Wednesday, March 6, 2013

Ambivalent Thoughts

Ambivalent Thoughts

By

Heather Lynn Doty


Have you ever felt trapped, like there was no way out? Or like there was a million thoughts racing around your head, and no matter what you do they just get faster piling up till you can't even think strait enough to breath?
Gazing down a bottle of white pills the choice occurred, and the thoughts began once more.
  Would it even matter? How long till anyone noticed? How long till I was forgotten? My Mother would be heart broken. Or maybe relived?

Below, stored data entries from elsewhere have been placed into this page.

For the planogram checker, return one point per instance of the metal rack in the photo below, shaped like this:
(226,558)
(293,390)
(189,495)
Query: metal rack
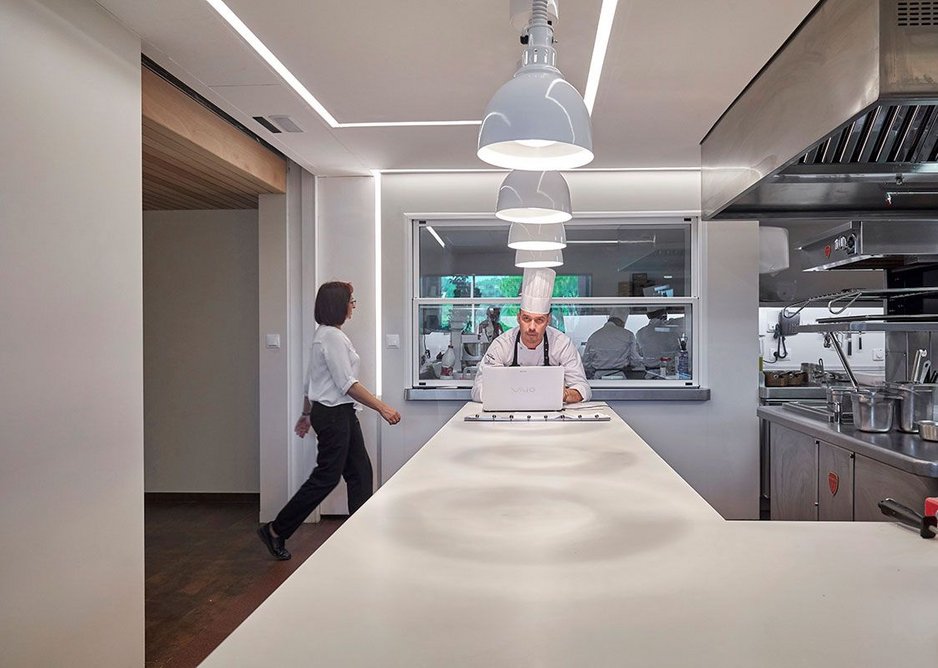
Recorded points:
(870,326)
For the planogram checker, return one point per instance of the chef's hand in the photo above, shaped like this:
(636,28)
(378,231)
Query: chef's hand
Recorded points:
(302,426)
(571,396)
(390,415)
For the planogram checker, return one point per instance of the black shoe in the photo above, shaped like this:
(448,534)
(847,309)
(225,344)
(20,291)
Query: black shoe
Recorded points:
(274,543)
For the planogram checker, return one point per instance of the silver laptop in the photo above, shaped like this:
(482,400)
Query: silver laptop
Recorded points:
(522,388)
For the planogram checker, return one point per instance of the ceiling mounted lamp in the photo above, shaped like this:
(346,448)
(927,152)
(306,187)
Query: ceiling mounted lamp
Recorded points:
(538,259)
(534,197)
(537,121)
(523,236)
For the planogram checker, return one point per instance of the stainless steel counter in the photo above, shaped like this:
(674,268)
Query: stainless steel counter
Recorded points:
(791,393)
(906,452)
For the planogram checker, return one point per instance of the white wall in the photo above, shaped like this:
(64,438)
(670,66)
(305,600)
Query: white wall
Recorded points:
(71,339)
(200,368)
(721,461)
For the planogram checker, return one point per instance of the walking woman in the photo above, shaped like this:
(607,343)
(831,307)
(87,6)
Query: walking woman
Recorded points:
(329,407)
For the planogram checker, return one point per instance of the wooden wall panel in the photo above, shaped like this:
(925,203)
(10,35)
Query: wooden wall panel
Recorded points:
(194,159)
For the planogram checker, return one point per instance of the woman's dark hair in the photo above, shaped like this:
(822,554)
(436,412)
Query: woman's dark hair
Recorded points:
(332,302)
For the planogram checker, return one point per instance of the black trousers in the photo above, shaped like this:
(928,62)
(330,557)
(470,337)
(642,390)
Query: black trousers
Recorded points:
(341,454)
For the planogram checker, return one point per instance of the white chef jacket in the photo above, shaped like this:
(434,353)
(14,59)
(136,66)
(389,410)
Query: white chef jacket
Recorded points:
(610,348)
(333,367)
(561,352)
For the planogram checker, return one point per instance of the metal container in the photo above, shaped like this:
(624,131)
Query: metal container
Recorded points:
(873,410)
(929,429)
(916,403)
(838,401)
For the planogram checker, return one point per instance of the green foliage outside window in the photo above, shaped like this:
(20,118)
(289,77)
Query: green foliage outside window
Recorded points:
(464,286)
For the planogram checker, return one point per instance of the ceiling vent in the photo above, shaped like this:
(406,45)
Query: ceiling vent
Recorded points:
(841,123)
(278,124)
(917,14)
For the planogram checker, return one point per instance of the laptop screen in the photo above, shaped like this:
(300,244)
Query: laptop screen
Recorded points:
(522,388)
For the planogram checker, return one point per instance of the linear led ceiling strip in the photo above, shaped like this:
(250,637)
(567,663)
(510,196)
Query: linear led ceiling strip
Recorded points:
(603,29)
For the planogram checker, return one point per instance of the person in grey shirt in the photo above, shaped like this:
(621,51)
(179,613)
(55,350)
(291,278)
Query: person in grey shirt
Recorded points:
(612,348)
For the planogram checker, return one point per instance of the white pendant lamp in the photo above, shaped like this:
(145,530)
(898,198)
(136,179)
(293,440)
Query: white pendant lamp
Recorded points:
(538,259)
(524,236)
(537,121)
(534,197)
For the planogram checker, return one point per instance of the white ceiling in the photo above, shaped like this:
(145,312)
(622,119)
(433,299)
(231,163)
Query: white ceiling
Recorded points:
(673,66)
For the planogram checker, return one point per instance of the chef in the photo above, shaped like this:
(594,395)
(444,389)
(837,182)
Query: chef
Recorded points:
(534,343)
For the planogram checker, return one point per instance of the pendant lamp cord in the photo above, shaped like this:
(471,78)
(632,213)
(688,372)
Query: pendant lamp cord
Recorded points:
(540,49)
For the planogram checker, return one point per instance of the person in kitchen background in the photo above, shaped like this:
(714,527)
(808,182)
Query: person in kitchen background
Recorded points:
(491,327)
(658,338)
(534,343)
(613,349)
(329,409)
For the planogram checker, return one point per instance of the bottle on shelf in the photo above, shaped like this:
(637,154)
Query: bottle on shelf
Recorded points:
(683,361)
(449,360)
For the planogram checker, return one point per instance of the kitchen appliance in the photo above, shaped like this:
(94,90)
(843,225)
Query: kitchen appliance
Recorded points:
(842,122)
(873,244)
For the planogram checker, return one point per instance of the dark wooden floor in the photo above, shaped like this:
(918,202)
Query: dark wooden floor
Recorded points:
(206,571)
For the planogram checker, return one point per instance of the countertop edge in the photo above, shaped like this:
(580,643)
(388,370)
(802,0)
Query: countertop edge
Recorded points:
(599,394)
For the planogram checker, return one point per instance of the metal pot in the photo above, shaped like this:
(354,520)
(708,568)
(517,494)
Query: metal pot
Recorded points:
(916,404)
(929,429)
(873,410)
(838,400)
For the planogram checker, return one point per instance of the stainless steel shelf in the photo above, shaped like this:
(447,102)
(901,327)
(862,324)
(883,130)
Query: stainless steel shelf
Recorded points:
(871,327)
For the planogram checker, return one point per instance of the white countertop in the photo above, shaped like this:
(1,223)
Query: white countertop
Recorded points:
(574,544)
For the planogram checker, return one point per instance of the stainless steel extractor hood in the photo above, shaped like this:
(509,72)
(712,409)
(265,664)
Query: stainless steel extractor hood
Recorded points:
(842,122)
(877,244)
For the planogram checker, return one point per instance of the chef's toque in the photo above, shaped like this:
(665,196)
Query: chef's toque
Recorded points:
(536,290)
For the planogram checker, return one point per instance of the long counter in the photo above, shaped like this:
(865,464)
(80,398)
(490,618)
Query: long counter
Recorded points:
(573,544)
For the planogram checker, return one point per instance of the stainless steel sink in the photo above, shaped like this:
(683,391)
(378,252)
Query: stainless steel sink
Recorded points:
(815,409)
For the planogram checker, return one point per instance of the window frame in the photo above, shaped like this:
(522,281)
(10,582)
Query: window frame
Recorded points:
(672,220)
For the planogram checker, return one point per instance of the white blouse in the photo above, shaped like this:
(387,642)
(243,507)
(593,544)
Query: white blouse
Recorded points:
(333,367)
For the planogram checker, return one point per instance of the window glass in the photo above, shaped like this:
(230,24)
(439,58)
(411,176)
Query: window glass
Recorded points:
(616,342)
(621,260)
(637,273)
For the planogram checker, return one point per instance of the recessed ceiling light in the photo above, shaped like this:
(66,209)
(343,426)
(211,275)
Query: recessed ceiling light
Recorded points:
(435,236)
(606,16)
(600,45)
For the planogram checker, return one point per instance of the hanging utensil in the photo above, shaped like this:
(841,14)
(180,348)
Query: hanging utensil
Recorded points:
(917,364)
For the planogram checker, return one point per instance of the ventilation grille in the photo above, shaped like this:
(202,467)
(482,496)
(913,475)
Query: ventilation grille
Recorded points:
(278,124)
(886,134)
(917,13)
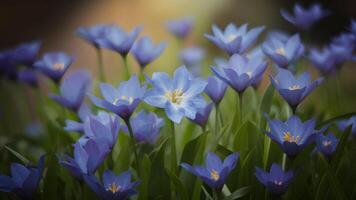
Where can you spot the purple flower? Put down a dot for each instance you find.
(179, 97)
(180, 27)
(240, 72)
(283, 53)
(326, 144)
(24, 180)
(54, 65)
(215, 89)
(88, 157)
(145, 127)
(145, 51)
(294, 89)
(122, 100)
(112, 187)
(276, 180)
(202, 116)
(293, 135)
(343, 124)
(191, 56)
(215, 172)
(120, 41)
(234, 40)
(305, 18)
(73, 89)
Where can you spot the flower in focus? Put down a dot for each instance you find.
(202, 116)
(112, 187)
(305, 18)
(88, 157)
(145, 51)
(122, 100)
(120, 41)
(180, 27)
(24, 180)
(293, 135)
(54, 65)
(215, 89)
(191, 56)
(326, 144)
(283, 53)
(294, 89)
(343, 124)
(179, 97)
(145, 127)
(234, 40)
(276, 180)
(215, 172)
(73, 90)
(240, 72)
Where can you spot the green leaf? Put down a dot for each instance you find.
(239, 193)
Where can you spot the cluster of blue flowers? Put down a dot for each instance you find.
(180, 96)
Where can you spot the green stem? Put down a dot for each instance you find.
(133, 144)
(100, 65)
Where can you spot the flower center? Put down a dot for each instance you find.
(58, 66)
(290, 138)
(281, 51)
(294, 87)
(113, 188)
(214, 175)
(175, 96)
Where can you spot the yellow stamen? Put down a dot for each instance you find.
(214, 175)
(289, 138)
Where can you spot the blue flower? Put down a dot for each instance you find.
(145, 127)
(215, 172)
(215, 89)
(180, 27)
(88, 157)
(202, 116)
(145, 51)
(24, 180)
(73, 89)
(326, 144)
(343, 124)
(240, 72)
(283, 53)
(294, 89)
(120, 41)
(112, 187)
(234, 40)
(293, 135)
(54, 65)
(305, 18)
(179, 97)
(276, 180)
(122, 100)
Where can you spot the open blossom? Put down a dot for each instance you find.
(179, 97)
(54, 64)
(73, 90)
(276, 180)
(24, 180)
(294, 89)
(113, 187)
(122, 100)
(145, 51)
(293, 135)
(305, 18)
(181, 28)
(283, 53)
(215, 172)
(234, 40)
(240, 72)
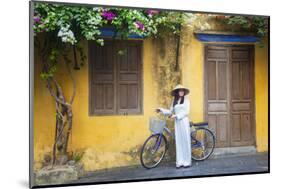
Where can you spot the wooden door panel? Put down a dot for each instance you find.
(217, 94)
(129, 79)
(242, 96)
(212, 88)
(102, 100)
(229, 94)
(222, 80)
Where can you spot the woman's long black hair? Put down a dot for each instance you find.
(176, 98)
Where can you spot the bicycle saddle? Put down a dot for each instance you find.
(200, 124)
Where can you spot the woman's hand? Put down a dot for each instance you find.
(173, 117)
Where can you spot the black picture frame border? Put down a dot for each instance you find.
(31, 96)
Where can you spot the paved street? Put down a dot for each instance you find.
(226, 164)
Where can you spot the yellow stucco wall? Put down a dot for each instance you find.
(106, 139)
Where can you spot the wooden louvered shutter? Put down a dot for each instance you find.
(102, 79)
(129, 78)
(115, 78)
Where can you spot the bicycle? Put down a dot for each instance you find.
(156, 145)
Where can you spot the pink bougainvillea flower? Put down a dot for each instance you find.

Pools of sorrow began to well up in my eyes, burning as though I had been starring into the sun for several hours. 
  Why did my life have to change so much,so fast?One moment I was an innocent child, the next a teenager abandoned by those I loved , and treated like a leper by all that is kind. Why live in an ugly world based on naive ambitions. All life ever gives is empty promises, to empty people.
  Those I once thought great, and admired unraveled there twisted images with every year of my growing age. Others I thought little of I now understood, for they too had been warped by the end less rain of depravity left by the scum we call society.
  Every emotion slid down my throat in the shape of an oval pill.Every spiteful word numbed my body a little more. Walls began to crumble as the earth shook beneath my feet. My breath became shallow, and my pulse ceased. 
  Light began to flood my eyes. I was back. My life suddenly seemed more worth living as the scent of pancakes drifted through the air. 
  "Hurry up foods done!" Mom yelled to show she cared.
Who would have thought all it took was a small gesture of love to wake me from my ambivalent dreams, of nothingness, agony? 
  As I stood up a bottle of pills rolled to the floor. Tossing them out I knew I would not long for them anymore.